Seu verdadeiro nome era Arlindo, homenagem da mãe que adorava o sambista
Arlindo Cruz. O sonho de Fininho era sair dali. Ele conseguira escapar do apelo
do tráfico e a custo concluiu um curso de mecânica. Trabalhava em uma grande
oficina de conserto de caminhões. Tinha tido várias namoradas, mas ainda não
queria casar.
Primeiro
quero comprar uma casa, bem longe daqui, num lugar sossegado para levar minha
vozinha, dizia. Aí vou pensar em
casar.
O
que Fininho não revelava era que estava apaixonado. Impossivelmente amava Bete,
casada com Júlio. O casal morava na mesma rua uns duzentos metros ladeira
acima.
Ele
conhecia Bete desde os tempos de escola. Agora 2ele tinha 25 anos e ela 23, mas
a paixão dele era recente. A afeição foi se instalando devagarzinho quando
Fininho a reencontrou trabalhando no setor de empréstimo imobiliário da Caixa.
O empréstimo não se concretizou, mas Fininho cada vez que ia ao banco dava um
jeito de parar junto à sua mesa para uma prosa. Ao longo de dois anos cada vez
mais Fininho sentia que a amizade se transformava em amor. E Fininho percebia
que a moça não era feliz.
Há
seis meses reparou que ela tinha
equimoses no lado direito do rosto. ─
Não é nada, não Arlindo, eu tropecei e bati na quina da mesa. O rapaz suspeitou
que Bete estava sendo agredida pelo marido, mas ela negava veementemente.

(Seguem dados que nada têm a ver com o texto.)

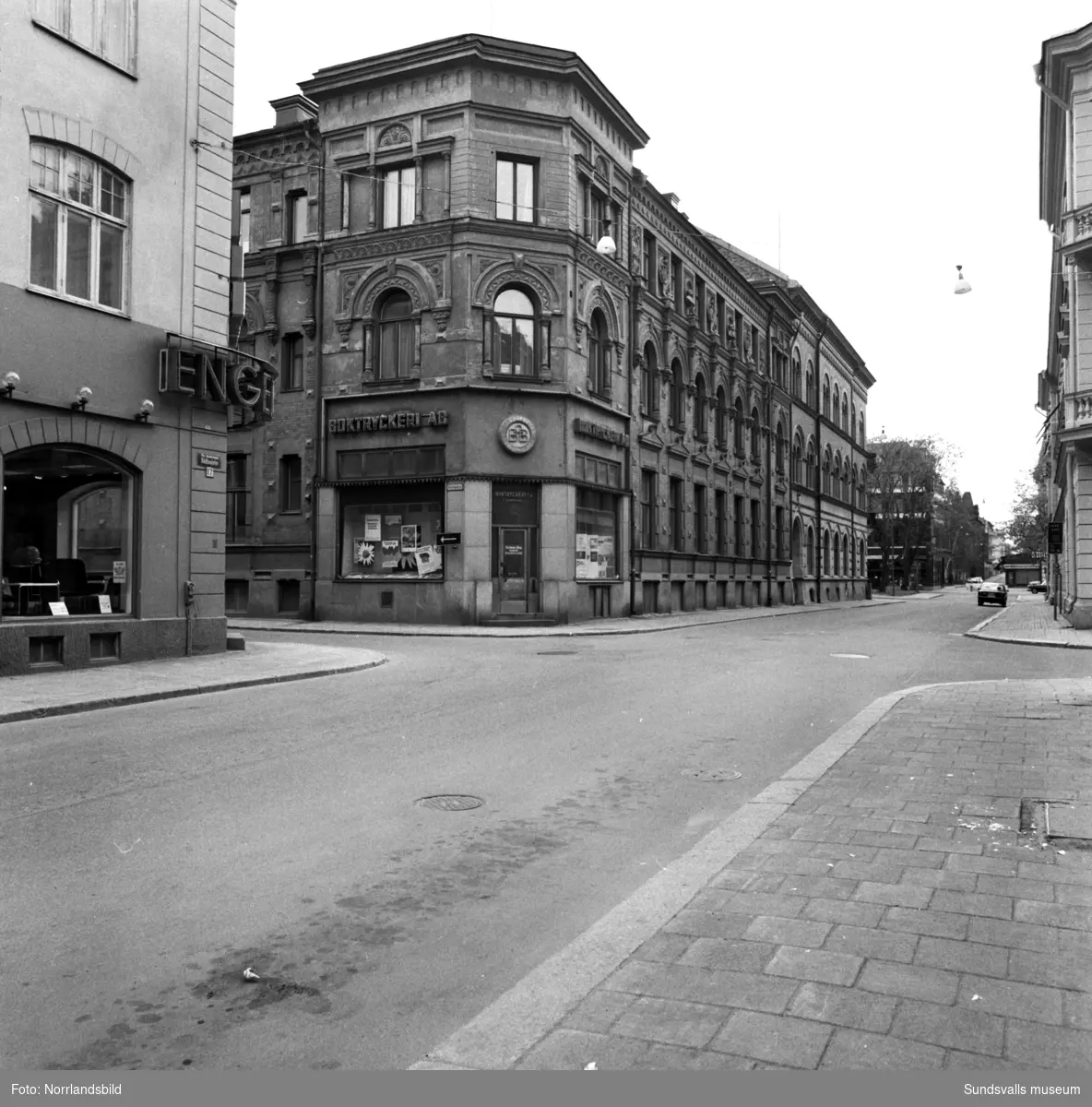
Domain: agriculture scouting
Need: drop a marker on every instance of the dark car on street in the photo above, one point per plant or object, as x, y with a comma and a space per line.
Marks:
992, 591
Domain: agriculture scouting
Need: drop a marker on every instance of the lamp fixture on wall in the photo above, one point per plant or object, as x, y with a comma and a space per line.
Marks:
605, 244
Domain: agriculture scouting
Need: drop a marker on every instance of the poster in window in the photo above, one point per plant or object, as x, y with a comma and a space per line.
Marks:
430, 559
410, 537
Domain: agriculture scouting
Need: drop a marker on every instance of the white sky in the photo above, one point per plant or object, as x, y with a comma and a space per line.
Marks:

Depois ela ficou duas semanas sem aparecer e tinha o braço engessado. Fininho
ficou doido. Queria que ela denunciasse o marido, porém ela se negava:
─
O Júlio ameaçou de me matar e também a minha menina Mariana, era a resposta.
Fininho
propôs que se mudassem, ela e a menina para o interior de Minas onde ele tinha
uma tia que vivia em um sítio. ─
Não vai adiantar, retrucou Bete desolada. ─
Ele vai nos achar. Tem muitos amigos na polícia e já falou que me segue até o
fim do mundo.
Era
sexta-feira, quase meia-noite quando Fininho ouviu os gritos. Reconheceu logo.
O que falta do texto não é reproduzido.